I sent a condolence card to his family and refunded the remaining days of their stay. I mean, I felt bad. So bad, I even promised to have the deck checked over by a structural engineer to make sure it was safe. (It was.) Oh, I humored them and their lawyers, who made me put ugly reflective tape on our already perfectly obvious railing to make them shut up. But that wasn’t what really pissed me off. What was really uncool was the unnecessary addition to the house’s body count. There’s no way to subtract that.

This morning I brushed my teeth in the bathroom that needs renovating, got my coffee, looked at each of the blurry black and white body parts of relatives pretending that they are there for the sake of aesthetics, and went out to the reflective tape-lined deck.

My teenagers laugh at me. They tell their friends I think the house is haunted and make unnecessary woo woo sounds. I’m not a believer in ghosts—not of the dead, anyway. It’s the living that I worry about. The dead may leave thumbprints behind, but the living are the only ones really capable of haunting.

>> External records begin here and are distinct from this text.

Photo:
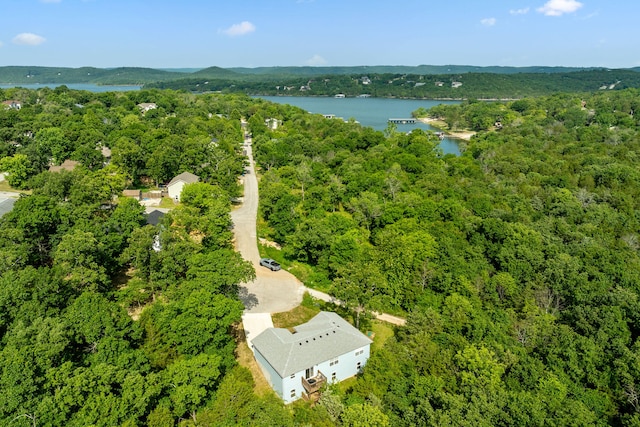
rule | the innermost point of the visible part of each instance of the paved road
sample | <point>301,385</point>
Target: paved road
<point>270,292</point>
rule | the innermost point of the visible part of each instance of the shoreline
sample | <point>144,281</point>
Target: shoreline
<point>441,125</point>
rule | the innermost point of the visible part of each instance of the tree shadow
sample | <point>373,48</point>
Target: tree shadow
<point>248,299</point>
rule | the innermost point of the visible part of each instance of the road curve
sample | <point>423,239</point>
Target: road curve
<point>271,291</point>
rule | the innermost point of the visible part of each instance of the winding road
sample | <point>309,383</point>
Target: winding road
<point>271,291</point>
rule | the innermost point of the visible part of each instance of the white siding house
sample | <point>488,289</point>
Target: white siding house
<point>175,186</point>
<point>325,349</point>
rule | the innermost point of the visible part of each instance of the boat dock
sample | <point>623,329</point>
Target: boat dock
<point>402,121</point>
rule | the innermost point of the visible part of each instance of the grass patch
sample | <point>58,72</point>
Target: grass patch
<point>167,203</point>
<point>245,358</point>
<point>4,186</point>
<point>383,331</point>
<point>297,316</point>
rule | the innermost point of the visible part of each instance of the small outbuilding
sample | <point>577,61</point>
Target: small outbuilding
<point>298,364</point>
<point>175,186</point>
<point>67,165</point>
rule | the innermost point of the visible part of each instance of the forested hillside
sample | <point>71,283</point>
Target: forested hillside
<point>516,263</point>
<point>78,263</point>
<point>428,86</point>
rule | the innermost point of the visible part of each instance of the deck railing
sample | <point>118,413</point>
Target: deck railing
<point>313,384</point>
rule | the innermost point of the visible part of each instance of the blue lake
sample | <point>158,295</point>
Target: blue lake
<point>76,86</point>
<point>372,112</point>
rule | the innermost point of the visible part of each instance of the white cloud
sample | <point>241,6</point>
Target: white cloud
<point>559,7</point>
<point>316,60</point>
<point>488,22</point>
<point>28,39</point>
<point>245,27</point>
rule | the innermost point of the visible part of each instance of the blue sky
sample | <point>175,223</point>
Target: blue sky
<point>253,33</point>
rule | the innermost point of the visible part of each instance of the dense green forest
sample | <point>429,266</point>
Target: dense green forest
<point>139,75</point>
<point>516,263</point>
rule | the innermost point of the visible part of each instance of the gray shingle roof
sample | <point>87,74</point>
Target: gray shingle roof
<point>323,338</point>
<point>186,177</point>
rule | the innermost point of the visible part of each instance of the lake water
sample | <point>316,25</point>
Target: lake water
<point>372,112</point>
<point>76,86</point>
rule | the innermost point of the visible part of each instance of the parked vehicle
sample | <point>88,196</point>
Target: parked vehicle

My kids also think the house is a run-down mess, but they have no idea. When I was a child, it was full of wood paneling and shag carpeting. There was a pass-through between the kitchen and the dining room and my brothers and I played there, shooting rubber bands at one another through the cut-out in the wall, our bare bodies leaving shadows of sunscreen and sweat on the sliding doors when we bounced off the glass. My grandmother told us to stop making a menace of ourselves before someone got hurt, but my grandfather egged us on. He hid behind the sides of the archway to the living room, tagging us under the kitchen table, yelling “gotcha!” even when he missed.

My brothers and I loved this house. We were happy even though we knew our mother left us here when she was trolling for someone to marry. When we were here she was off pretending to be a non-mom, a different woman. I get that. There are times we wish for any life other than our own.

Now on her fourth marriage, my mother has a sailboat and a condo in Florida where she is sometimes happily ensconced. But even not here, my mother has always been here, like the time my grandfather called a time out from our game and went out on the deck, saying he needed a breath of air.

Hide and seek ends when everyone is found. Any game ends when it’s time to call your mother to come home.

When I inherited this house, I tore down the walls and painted what remained of the paneling white. I threw out the bed my grandmother died in. I tried to make the house different. Less full of death.

“It’s different now. You should come,” I told my mother.

“Different isn’t better,” she said and I might have said “well you would know” and we might not have talked for a while after that.

My husband and children have gone shopping. They want to make an apple pie. I stand on the deck, shivering. It’s off season and there’s a windy drizzle. The long valley between mountain peaks is hidden in the clouds, but I know it’s there because it’s always been there. I walk to the railing with its tacky yellow tape and look over. The leaves on the trees are shiny, wet. I wonder what the Golden God renter saw as gravity overtook him, whether he was far enough gone for it to occur to him that every house a portal, a mystery of space and time camouflaged by pots and pans and shoes and chairs and missing relatives. This house is not so unusual. This is just the one that belongs to me.